= Ram Chandra Patra =

First IAS officer of kalahandi, odisha, India

Ram Chandra Patra, IAS (retd.), first Indian Administrative Service (IAS) members from Kalahandi, was a bureaucrat, social worker, and administrator from Kalahandi district in Orissa. He was born in Dharamgarh on 24 April 1919 of Kalahandi district and died in 2013. He obtained his B.A. degree from Patna University in 1937 and was the only candidate getting honours. Subsequently, he received first class in LL.B from Allahabad University in 1943 and worked as deputy collector, treasury officer, SDO & SDM in the erstwhile Kalahandi state. While working for the princely Kalahandi State he took various initiatives for development of roads in Kalahandi. Along with the idea of Professor Bhubaneswar Behera, Maharaja Pratap Kishore Deo and he took initiative for Indravati dam.

When Kalahandi lost its princely state status and joined union of India as a constituent he joined as civil servant to the Indian Government through UPSC test for Orissa, Bihar and Madhya Pradesh. He was among the first IAS employees from Kalahandi. During his career at the IAS he did not get opportunity to work in Kalahandi. After retiring he was involved in social work with poor people. He was among the first to take initiative to establish Panchayat College Dharamgarh in 1980 and served as first President to the college administrative board. He was members of various developmental committee of Kalahandi after his retirement. Despite serving as a commissioner to various Department of Orissa Government, Patra has lived a simple village life like Gandhi after his retirement in his home village of gambhariguda.

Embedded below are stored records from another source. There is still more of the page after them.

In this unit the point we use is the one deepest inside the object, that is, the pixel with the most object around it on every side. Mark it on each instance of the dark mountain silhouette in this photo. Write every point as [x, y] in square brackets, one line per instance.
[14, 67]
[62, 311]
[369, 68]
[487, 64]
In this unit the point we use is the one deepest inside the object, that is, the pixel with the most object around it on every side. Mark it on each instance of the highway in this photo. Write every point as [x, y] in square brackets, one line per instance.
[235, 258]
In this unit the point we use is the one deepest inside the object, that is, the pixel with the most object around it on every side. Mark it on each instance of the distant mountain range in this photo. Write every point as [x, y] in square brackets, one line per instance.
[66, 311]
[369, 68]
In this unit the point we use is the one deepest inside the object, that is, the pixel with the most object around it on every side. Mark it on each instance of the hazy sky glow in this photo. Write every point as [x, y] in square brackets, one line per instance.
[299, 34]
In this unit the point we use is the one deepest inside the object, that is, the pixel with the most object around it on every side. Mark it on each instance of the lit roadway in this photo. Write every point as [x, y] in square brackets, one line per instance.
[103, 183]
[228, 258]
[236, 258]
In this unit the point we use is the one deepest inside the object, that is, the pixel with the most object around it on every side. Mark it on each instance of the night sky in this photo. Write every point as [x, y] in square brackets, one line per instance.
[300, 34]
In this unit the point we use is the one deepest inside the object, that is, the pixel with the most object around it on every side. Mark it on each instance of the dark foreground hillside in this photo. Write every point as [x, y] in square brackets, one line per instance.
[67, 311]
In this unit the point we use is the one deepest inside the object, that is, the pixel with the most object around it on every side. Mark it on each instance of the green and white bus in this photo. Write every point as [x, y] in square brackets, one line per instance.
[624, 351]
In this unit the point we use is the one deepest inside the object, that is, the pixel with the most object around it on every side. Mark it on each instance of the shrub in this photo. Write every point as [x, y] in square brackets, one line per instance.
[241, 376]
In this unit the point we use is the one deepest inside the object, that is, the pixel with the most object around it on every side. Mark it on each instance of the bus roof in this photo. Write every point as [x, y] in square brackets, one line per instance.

During LL.B Patra met all political leaders like Mohandas Karamchand Gandhi, Jawaharlal Nehru, Muhammad Ali Jinnah, Vallabhbhai Patel, Abul Kalam Azad, Dr. Rajendra Prasad, C. Rajagopalachari, Subhas Chandra Bose, Sarojini Naidu etc., attended AICC/Muslim/Hindu Maha Sabha Silver Jubilee, Banaras Hindu University. As student of Ravenshwa College attended Mahatma Gandhi's visit to Delang in Puri district in 1938, as a Sevadal member and joined in the procession to welcome Subash Chandra Bose the then president of Congress on an elephant at Cuttack. He also participated in Quit India movement in the year 1942. Since retirement, Patra is working for the upliftment of sick and poor of Kalahandi district and augmenting funds to the red cross society. Being a son of soil, his personality has been covered by various major media such as Samaja, Sambad including leading TV channels like ETV Oriya. He worked as a civil servant in the aftermath of natural calamities that hit Kendrapada region.